The Prince of Wales and Duchess of Cornwall have made history by becoming the first members of the royal family to visit Cuba in an official capacity.
Prince Charles and Camilla's trip is being seen as an attempt to help form closer ties between the UK and the communist state.
The couple attended a wreath-laying ceremony for Cuba's national hero, the essayist and poet Jose Marti.
They are due to join the country's president for an official dinner.
Later this week they will be joined by Commonwealth minister Lord Ahmad, who is flying to the country to represent the UK government.
Lord Ahmad's presence is an indication of how important Downing Street views the four-day Cuban visit and its potential to develop new avenues with a country that has already begun the process of opening up economically and socially.
After the couple stepped on to Cuban soil from the UK ministerial jet RAF Voyager on Sunday, there were brief handshakes from Cuban officials before they were taken to the wreath-laying ceremony.
Prince Charles stood in silent contemplation as a large wreath of roses was laid at the open-air monument in Havana's Revolution Square.
The royal couple arrived from Barbados, one of five Commonwealth realms they have visited.
St Kitts and Nevis, Grenada, St Lucia, and St Vincent and the Grenadines have also featured on their tour.
Fractious relations between Cuba and the West stem back to the 1800s.

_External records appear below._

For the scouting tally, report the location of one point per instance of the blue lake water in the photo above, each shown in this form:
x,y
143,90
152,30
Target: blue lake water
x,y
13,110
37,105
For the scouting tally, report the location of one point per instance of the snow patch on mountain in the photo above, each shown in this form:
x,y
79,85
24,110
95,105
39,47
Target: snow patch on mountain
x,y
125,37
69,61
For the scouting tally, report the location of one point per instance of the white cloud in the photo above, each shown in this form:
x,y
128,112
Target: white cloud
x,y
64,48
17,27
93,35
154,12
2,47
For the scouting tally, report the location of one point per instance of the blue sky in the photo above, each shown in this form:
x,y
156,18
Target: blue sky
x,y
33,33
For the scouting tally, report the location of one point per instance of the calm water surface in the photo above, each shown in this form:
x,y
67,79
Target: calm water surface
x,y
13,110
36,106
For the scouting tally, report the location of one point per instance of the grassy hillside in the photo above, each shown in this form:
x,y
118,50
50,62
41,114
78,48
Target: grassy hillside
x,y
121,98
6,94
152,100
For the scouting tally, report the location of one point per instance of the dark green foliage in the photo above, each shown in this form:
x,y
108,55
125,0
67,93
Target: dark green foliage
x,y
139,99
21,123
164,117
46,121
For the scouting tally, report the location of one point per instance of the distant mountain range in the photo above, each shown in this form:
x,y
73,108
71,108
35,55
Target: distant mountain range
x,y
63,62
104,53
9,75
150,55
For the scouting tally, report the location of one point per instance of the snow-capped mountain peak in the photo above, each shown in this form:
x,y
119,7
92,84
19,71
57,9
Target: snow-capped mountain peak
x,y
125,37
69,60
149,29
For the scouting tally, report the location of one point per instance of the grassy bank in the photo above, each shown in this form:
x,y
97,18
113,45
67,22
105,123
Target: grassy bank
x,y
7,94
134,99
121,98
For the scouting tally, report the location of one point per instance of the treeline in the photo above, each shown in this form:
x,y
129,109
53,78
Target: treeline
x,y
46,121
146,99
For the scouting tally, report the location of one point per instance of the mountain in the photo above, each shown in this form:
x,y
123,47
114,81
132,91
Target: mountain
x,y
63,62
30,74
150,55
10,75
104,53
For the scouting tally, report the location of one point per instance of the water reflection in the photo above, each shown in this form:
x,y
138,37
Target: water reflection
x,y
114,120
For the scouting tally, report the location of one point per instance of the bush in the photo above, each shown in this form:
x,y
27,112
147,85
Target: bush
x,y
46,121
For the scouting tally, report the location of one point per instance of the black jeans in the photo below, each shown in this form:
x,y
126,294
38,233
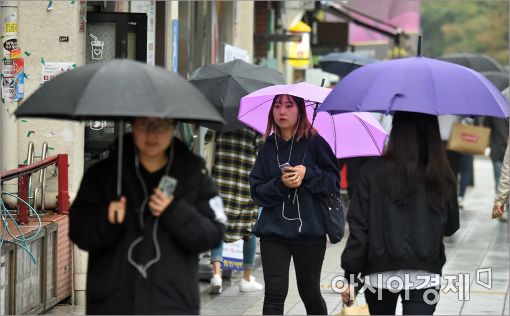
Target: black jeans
x,y
415,305
308,260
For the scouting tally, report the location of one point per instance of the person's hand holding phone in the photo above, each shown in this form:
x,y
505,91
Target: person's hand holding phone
x,y
293,176
159,202
163,195
497,211
117,211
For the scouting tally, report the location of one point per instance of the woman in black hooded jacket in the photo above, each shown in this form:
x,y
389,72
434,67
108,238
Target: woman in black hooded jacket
x,y
143,249
402,207
286,187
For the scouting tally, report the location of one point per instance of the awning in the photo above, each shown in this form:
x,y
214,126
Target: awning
x,y
365,20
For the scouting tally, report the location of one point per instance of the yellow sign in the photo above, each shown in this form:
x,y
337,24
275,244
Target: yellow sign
x,y
298,53
11,27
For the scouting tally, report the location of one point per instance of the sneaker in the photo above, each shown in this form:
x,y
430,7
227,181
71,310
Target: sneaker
x,y
251,286
215,284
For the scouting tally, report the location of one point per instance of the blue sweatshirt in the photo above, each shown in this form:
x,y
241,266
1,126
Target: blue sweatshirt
x,y
302,217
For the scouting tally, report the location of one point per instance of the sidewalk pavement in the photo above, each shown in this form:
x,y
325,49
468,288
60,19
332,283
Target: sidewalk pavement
x,y
480,243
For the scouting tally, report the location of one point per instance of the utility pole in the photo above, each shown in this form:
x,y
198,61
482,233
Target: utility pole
x,y
8,127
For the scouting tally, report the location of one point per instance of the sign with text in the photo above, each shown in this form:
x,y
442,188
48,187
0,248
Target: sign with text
x,y
50,70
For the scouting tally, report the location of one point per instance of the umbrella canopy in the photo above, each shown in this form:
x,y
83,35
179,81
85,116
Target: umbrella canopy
x,y
474,61
225,84
416,84
498,78
116,90
349,134
343,63
354,134
119,89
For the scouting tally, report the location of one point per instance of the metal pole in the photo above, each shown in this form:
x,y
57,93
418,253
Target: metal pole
x,y
9,127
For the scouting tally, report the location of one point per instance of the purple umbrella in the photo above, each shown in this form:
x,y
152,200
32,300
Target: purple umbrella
x,y
416,84
348,134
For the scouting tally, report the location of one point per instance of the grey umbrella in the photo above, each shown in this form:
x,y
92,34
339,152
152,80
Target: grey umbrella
x,y
476,62
118,90
225,84
343,63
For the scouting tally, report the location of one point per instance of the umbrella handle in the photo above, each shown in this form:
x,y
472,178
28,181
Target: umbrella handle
x,y
119,159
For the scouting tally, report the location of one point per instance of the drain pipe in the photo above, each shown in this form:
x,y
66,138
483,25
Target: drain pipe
x,y
8,126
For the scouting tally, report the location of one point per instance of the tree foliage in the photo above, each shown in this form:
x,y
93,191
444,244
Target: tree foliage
x,y
465,26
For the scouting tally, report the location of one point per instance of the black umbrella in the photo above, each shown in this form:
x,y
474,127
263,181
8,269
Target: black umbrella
x,y
343,63
476,62
498,78
225,84
118,90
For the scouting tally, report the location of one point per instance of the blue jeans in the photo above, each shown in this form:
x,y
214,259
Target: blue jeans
x,y
249,248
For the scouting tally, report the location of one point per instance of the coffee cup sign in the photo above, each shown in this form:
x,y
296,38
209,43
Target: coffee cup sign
x,y
97,48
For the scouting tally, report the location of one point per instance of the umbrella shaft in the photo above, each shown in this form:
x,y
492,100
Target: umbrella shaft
x,y
119,158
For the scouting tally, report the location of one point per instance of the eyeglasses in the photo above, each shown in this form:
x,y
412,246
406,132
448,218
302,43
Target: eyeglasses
x,y
158,126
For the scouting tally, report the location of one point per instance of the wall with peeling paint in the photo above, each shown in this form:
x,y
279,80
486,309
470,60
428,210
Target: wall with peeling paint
x,y
39,32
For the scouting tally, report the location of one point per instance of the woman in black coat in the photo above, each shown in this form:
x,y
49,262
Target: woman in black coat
x,y
143,248
287,188
402,207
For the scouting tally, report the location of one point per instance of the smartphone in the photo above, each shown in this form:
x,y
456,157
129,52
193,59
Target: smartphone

Cuba – a former Spanish colony – was ceded to the US in 1898 and four years later became independent under US protection.
But at the height of the Cold War in 1959, a guerrilla army led by Fidel Castro defeated the US-backed Batista government.
A US trade embargo, known as the blockade or "el bloqueo" in Spanish, was introduced soon after.
Coupled with similarities of ideology, this pushed Cuba into the arms of the Soviet Union.
The US discovered Soviet nuclear missiles on Cuba in 1962, which almost led to nuclear war.